2.1.2. Direct Model Transferability of the Classification Models
The performance of the polymer classification models was evaluated at four levels, the same-unit-same-kit performance, the same-unit-cross-kit performance, the cross-unit-same-kit performance, and the cross-unit-cross-kit performance. To account for the most variation in sample shape and thickness, each resin sample was scanned in five specified locations. In addition, at each position the sample was scanned in two orientations with respect to the MicroNIR™ lamps to account for any directionality in the structure of the molding. For each position and orientation, three replicate scans were acquired, totaling thirty scans per sample, per spectrometer. Prediction was performed for every spectrum in the validation set. For the same-unit-same-kit performance, the models built with data collected from four locations on each sample in one resin kit by one spectrometer were used to predict data collected from the other location on each sample in the same resin kit by the same spectrometer. The total number of predictions was 276 for all 46 materials for each case. For the same-unit-cross-kit performance, the models built with all the data collected from one resin kit by one spectrometer were used to predict all the data collected from a different resin kit by the same spectrometer. The total number of predictions was 1380 for all 46 materials for each case. For the cross-unit-same-kit performance, the models built with all the data collected from one resin kit by one spectrometer were used to predict all the data collected from the same resin kit by a different spectrometer. The total number of predictions was 1380 for all 46 materials for each case. For the cross-unit-cross-kit performance, the models built with all the data collected from one resin kit by one spectrometer were used to predict all the data collected from a different resin kit by a different spectrometer. The total number of predictions was 1380 for all 46 materials for each case. Five different classification algorithms were used to build the models, which were PLS-DA, SIMCA, TreeBagger, SVM and hier-SVM.

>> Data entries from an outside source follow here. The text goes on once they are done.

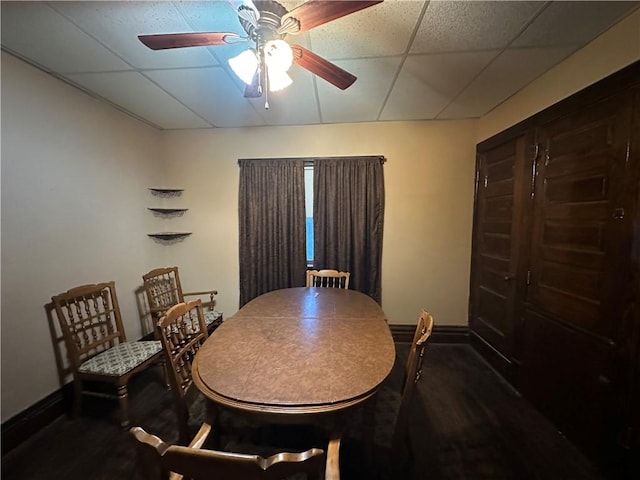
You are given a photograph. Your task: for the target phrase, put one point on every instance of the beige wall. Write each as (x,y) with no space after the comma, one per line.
(611,51)
(75,174)
(428,217)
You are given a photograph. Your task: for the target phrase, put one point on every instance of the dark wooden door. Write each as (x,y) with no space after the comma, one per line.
(580,272)
(502,201)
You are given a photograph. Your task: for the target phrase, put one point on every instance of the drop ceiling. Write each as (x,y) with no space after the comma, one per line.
(415,60)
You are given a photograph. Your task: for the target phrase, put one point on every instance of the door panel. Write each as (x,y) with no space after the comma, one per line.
(497,241)
(575,239)
(572,325)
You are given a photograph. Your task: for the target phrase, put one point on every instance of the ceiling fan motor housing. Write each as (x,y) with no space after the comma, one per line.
(268,25)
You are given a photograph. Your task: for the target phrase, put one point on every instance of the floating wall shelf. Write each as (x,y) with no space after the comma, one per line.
(167,192)
(169,235)
(167,210)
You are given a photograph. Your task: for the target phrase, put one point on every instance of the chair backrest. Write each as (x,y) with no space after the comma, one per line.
(158,459)
(90,321)
(328,278)
(413,373)
(182,331)
(413,367)
(163,289)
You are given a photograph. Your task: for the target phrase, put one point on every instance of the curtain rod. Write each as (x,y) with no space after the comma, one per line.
(382,158)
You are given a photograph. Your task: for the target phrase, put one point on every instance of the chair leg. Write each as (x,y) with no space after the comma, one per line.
(183,424)
(123,401)
(77,398)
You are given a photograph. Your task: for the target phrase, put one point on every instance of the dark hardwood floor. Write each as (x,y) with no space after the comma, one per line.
(467,423)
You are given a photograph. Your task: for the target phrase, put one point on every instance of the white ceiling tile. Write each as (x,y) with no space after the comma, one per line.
(175,88)
(35,31)
(118,24)
(511,71)
(382,29)
(563,23)
(427,83)
(141,97)
(294,105)
(362,101)
(463,26)
(210,93)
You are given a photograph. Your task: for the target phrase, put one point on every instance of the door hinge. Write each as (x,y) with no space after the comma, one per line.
(534,169)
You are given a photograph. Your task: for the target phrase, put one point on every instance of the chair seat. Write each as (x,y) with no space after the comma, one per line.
(211,316)
(122,358)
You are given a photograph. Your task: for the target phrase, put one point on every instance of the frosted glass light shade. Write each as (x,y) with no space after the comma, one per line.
(245,65)
(278,57)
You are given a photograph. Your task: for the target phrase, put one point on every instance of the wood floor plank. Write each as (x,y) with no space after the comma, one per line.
(467,423)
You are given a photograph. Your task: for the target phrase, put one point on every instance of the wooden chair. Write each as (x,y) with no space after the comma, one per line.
(161,461)
(328,278)
(163,289)
(96,344)
(413,372)
(182,331)
(384,427)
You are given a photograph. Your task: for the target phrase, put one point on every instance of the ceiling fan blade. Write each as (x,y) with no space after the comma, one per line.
(180,40)
(316,12)
(321,67)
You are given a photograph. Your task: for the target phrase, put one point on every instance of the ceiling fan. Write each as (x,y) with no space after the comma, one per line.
(263,67)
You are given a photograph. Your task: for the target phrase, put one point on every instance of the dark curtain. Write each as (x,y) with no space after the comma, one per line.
(272,226)
(348,213)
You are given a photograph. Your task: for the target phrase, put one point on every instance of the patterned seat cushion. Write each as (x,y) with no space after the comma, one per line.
(211,316)
(122,358)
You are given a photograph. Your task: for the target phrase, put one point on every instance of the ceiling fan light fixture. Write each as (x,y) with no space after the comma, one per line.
(278,58)
(245,65)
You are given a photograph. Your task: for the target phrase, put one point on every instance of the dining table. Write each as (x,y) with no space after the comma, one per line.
(297,354)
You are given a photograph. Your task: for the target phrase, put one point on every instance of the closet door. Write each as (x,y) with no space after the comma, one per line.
(580,272)
(502,197)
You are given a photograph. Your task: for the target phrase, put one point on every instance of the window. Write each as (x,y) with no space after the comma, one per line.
(308,205)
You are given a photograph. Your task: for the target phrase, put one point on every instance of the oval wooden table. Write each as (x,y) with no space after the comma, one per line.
(296,353)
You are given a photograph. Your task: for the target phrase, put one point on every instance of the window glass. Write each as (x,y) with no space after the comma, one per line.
(308,203)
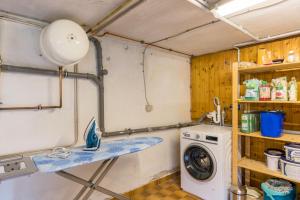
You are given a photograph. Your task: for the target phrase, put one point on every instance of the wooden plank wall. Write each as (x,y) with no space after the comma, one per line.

The prediction performance was evaluated in terms of prediction success rates and the number of missed predictions. The representing results were summarized in Table 1
and Table 2
, respectively. The prediction success rates were calculated by dividing the number of correct predictions with the number of total predictions. The number of missed predictions is presented to make the difference clearer, since with a large number of total predictions a small difference in prediction success rate would mean a conceivable difference in the number of missed predictions. It should be noted that in a few cases the total number of predictions was not exactly 276 or 1380, because extra spectra were collected unintentionally during experiments and no spectra were excluded from analysis. To make the comparison consistent, in these tables all the models were developed using data from Kit 1 for different spectrometers. The prediction data were collected using different resin kits and different spectrometers for the four levels of performance.
The same-unit-same-kit cases were control cases and presented as the diagonal elements for each algorithm in the left three columns of the tables. As expected, 100% prediction success rates and 0 missed predictions were obtained for all algorithms except for one PLS-DA case (Unit 1 K1 for modeling and testing) where there was only 1 missed prediction. The same-unit-cross-kit cases showed the true prediction performance of the models for each spectrometer, since independent testing samples were used. The results are presented as the diagonal elements for each algorithm in the right three columns of the tables. All the models showed very good same-unit-cross-kit predictions. Although SIMCA showed the best performance, the differences in performance were very small between algorithms. It should be noted that samples made of the same type of material but with different properties are included in the resin kits, indicating that the MicroNIR™ spectrometers have the resolution to resolve minor differences between these polymer materials. For the cross-kit cases, Kit 2 was used for Unit 1 and Unit 2, while Kit 3 was used for Unit 3, because at the time of data collection using Unit 3, Kit 2 was no longer available. Nonetheless, conclusions about the cross-kit performance were not impacted by this.
The direct model transferability was first demonstrated by the cross-unit-same-kit results, which are presented by the non-diagonal elements for each algorithm in the left three columns of the tables. Except the PLS-DA algorithm, all the other algorithms showed good performance. In general, the order of performance was Hier-SVM > SVM > SIMCA > TreeBagger >> PLS-DA. When the hier-SVM algorithm was used, the worst case only had 28 missed predictions out of 1380 predictions, and 1/3 of the cases showed perfect predictions.
The direct model transferability was further demonstrated by the most stringent cross-unit-cross-kit cases, which are often the real-world cases. The results are presented by the non-diagonal elements for each algorithm in the right three columns of the tables. Other than the PLS-DA algorithm, all the other algorithms showed good performance, but which was slightly worse than the cross-unit-same-kit results with some exceptions. In general, the order of performance was hier-SVM > SVM > TreeBagger ≈ SIMCA >> PLS-DA.
Besides the representing results shown in these tables, all possible combinations of datasets were analyzed, including 6 same-unit-same-kit cases, 6 same-unit-cross-kit cases, 8 cross-unit-same-kit cases, and 16 cross-unit-cross-kit cases in total for each algorithm. The conclusions were similar to those presented above. For the most stringent cross-unit-cross-kit cases, the mean prediction success rates of all the cases were 98.15%, 97.00%, 96.74%, 95.83%, and 80.19% for hier-SVM, SVM, TreeBagger, SIMCA, and PLS-DA, respectively. The high prediction success rates for hier-SVM, SVM, TreeBagger and SIMCA indicate good direct model transferability for polymer classification with MicroNIR™ spectrometers. To achieve the best result, hier-SVM should be used. But the conventional SIMCA algorithm that is available to most NIR users is also sufficient.